(photo by wm. christman)
One of my favorite tools in my kitchen is my baking stone. You may know it better as a pizza stone but I use it for so much more than just the occasional loaded round of house-made pizza. My stone definitely shows its age with stains from cream, fat, oil, cheese, burnt flour and cornmeal – you could consider it well-seasoned. I always trust it to turn out great baked goods. And it does.
For the 4th of July this year, I decided to finally exorcise the flatbread demons that had taken up residence in my brain. Not that I have issue with making flatbread; I just needed and craved to apply hand to dough and dough to stone as a sort of perverse therapy. And once this boy gets the dough making itch, it’s difficult to get him away from confessing his innermost doughy thoughts to that hot stone in the oven.
So…if you know how to make pizza, then you already know how to make flatbread. And even if you don’t, it’s as simple as rolling out dough (you can cheat this – read on…), adding a thin layer of something moist or slippery, then piling on one or two ingredients, preferably ones that will crisp up under high oven heat…and applying some high heat. And you don’t even need a baking stone (although it helps).
well-used and well-seasoned baking stone (photo by wm. christman)
This July 4th flatbread mania was further fueled by the bacon episode of “The Best Thing I Ever Ate” on the Food Network. This episode caught my eye because one of my favorite chefs and salumi-creator, Chris Cosentino, was on talking about his Boccalone operation in San Francisco and about San Francisco’s Dynamo Donuts and their amazing bacon-apple-maple donut. That was enough to keep me watching when a segment about San Francisco’s Nopa restaurant appeared. Nopa consistently features at least one flatbread on their menu and the one in this segment was a fresh bacon, garlic confit and seasoned crema flatbread. At that point, I was running for the kitchen…
I had just finished curing and roasting a five pound slab of bacon the previous evening and it was in the fridge, wrapped and ready to go. And I always have garlic confit and cream on hand and I was well stocked with flour and water. It didn’t take much more prompting to get the oven fired up to 500° with the goal of getting my version of this flatbread on the table for dinner. The most involved part was making the crema. It took sweating some Vidalia sweet onion and fresh garlic in a sauce pan, then adding a couple of pinches of red pepper flakes and about a cup of heavy cream. Stir, simmer and reduce then strain all of the solid bits. What was left was a thick savory cream with a slight pepper bite.
the prep for flatbreads one (fresh bacon and garlic confit) and two (Andouille sausage and clam) (photo by wm. christman)
Beyond that, dough was rolled, garlic confit applied, fresh bacon cut and strewn about. I added some sliced green onion for extra flavor and color. A proper high-temp baking on the stone for about 20 minutes yielded a browned and sizzling flatbread “pie”. I liberally squirted some of the seasoned crema across it and left it in the oven for another two minutes or so. Dandelion greens were piled on top for crunch and bitter counterpoint. The flatbread never made it off the dinner table. I’m not sure there were even any crumbs left on he serving dish either.
the finished bacon, garlic confit, seasoned crema flatbread ready for service (photo by wm. christman)

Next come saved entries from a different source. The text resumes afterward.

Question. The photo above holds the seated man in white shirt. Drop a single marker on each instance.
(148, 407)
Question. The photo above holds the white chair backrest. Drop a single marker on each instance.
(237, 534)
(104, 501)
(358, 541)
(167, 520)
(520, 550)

Flatbread number two, a Andouille sausage and clam version (see the picture at the top of this article), was a bit of a cheat. Since this was a work day, there was little time or desire to shop for ingredients so all of it was up to whatever the fridge would disgorge. I had some pushing-the-expiry-date pre-made garlic-and-herb pizza dough and needed to do something with it pronto. A further scan showed some Andouille sausage and some pesto and creme fraiche. And I really wanted a briny component to compliment the smoky, peppery Andouille and a spare can of chopped clams was the best choice.
The M.O. for this flatbread was the same: roll out the dough, slice up the sausage and render some of the fat out by blanching it in boiling water for a few minutes so it would crisp up in the oven, drain and dry the clams, and mix up some of the pesto with creme fraiche for moistness. Brush, layer and scatter then bake at 500° for about 20 minutes. I used the rest of the dandelion greens from FB1 for garnish. Actually, dandelion greens are a great addition to this as they stay relatively crisp on top of the piping hot flatbread and give a real nice bitter edge to the end flavor.
My wife Janet noted that unlike pizza, the flatbreads don’t have that cheese-heaviness to them which makes for a lighter meal which is especially important to her (and me) in the summer. However as much as I like eating flatbread, I almost get even more pleasure out of designing and making them. Indeed, flatbreads may usher in a change in course for me and this is just the beginning of some real balls-out experimentation for the rest of this year.